Coloradans fear what the visitors may leave behind.
“In many of our mountain towns, we’re starting to see a new uptick,” said Jollon. “We’re really concerned that after spring break we could see an uptick that would hurt our schools’ ability to continue to offer in-person learning options.”
Around this time 102 years ago, Durango was closing its schools and opening an emergency hospital — again — to deal with a resurgence of the 1918 flu pandemic. People were fumigating their houses with formaldehyde, and kids were jumping rope to the song “I had a little bird. Its name was Enza. I opened the window, and in-flu-Enza.”
“It was definitely bad here,” said Perez. “They had bodies stacked up, particularly the ones that died in the winter because they couldn’t dig to bury them. They couldn’t find the mortician. He was laying amongst the bodies because he died. … A lot of the ladies of the evening became nurses.”
So this time, the community wants to prevent a resurgence, but also keep the tourism dollars flowing.
Durango, which usually attracts an estimated 1.5 million visitors each year with its brick buildings, steam train and bluffs crumbling into the Animas River, initially planned to hire a private security firm to persuade out-of-towners to don masks. That’s what the town of Breckenridge did. But then Rachel Brown, executive director of Visit Durango, jokingly proposed Old West actors instead.
“I have been told that the fun and theatrical approach of the Mask Marshal program is being very well received,” Brown said. “We are glad that we chose this option over private security.”
The need for mask police puzzles Perez. “I can’t figure it out at all,” he said. “I mean, there’s so much evidence about how this helps and yet somehow it became political.”
His right-hand woman in mask compliance is Cathy Roberts, a fellow reenactor, plus an animal advocate and military veteran. She wears a red-and-black cancan dress and goes by “Miss Kitty,” after the saloon owner in the TV and radio series “Gunsmoke.”
“She can disarm anybody with charm,” said Perez. “The goal is that I disarm them with some humor.” But he’s also clear they have a second option if things go sour: a direct line to the Durango Police Department.
“And the third option is not pretty,” said Perez. To be clear, the only heat he’s packing is two rounds of Pfizer.
As the pair entered the saloon Friday night, Roberts recounted, a waitress gave her what she calls “the look.”
“That’s all they gotta do,” said Roberts, who quickly spotted the problem by the door: four people who clearly were not familiar with Durango’s mask rules. People are required to wear masks indoors, even in a bar or restaurant, unless they’re seated and eating or drinking. The women had on masks, but their noses weren’t covered. The men didn’t have masks at all.
Roberts walked up cheerfully in her ruffled dress, greeted them, welcomed them to Durango, and offered masks that said “I [heart] Durango.” One man accepted it, she said, and put it on. The other sulked, zipping his coat up over his mouth. “I’m like, ‘Sorry, sir, it’s not over your nose,’ and he pulled it up even higher,” she recalled.
Perez hung back behind her, silent beneath his bandanna and white mustache. Technically speaking, all noses had been covered, so the pair moved on.

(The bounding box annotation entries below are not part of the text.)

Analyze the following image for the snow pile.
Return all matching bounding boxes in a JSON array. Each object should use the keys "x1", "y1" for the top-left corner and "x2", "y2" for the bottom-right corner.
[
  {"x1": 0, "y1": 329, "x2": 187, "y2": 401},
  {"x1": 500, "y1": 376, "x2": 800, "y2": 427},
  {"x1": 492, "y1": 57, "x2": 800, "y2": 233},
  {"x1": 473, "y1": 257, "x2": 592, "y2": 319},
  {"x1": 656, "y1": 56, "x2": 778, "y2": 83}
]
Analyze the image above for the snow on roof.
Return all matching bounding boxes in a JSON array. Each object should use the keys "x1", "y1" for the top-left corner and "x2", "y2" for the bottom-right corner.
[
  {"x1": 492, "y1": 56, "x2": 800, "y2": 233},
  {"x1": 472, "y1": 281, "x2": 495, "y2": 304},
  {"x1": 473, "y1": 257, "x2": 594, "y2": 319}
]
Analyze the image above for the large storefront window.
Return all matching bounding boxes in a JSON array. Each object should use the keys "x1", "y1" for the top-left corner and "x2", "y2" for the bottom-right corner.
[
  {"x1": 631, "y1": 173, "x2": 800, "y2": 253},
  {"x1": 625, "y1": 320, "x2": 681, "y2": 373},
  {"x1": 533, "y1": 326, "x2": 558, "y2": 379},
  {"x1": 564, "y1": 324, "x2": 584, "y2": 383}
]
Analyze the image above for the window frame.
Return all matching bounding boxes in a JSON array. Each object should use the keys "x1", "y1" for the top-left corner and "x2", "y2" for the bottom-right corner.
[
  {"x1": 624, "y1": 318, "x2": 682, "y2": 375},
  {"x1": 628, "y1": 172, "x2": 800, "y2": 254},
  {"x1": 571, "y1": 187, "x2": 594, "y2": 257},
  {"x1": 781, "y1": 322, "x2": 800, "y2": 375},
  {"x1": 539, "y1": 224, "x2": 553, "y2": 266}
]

“Mask compliance actually is really, really high,” said Perez. “There’s a lot of people wearing masks even out on the sidewalks, where they don’t have to.”
The past few weekends, he’s mostly found himself greeting people, welcoming them to Durango, chatting about local history and then slipping in the rules about masks.
“And 99.9% of the time, that’s well received,” he said, even among the Texans, who may also go home vaccinated.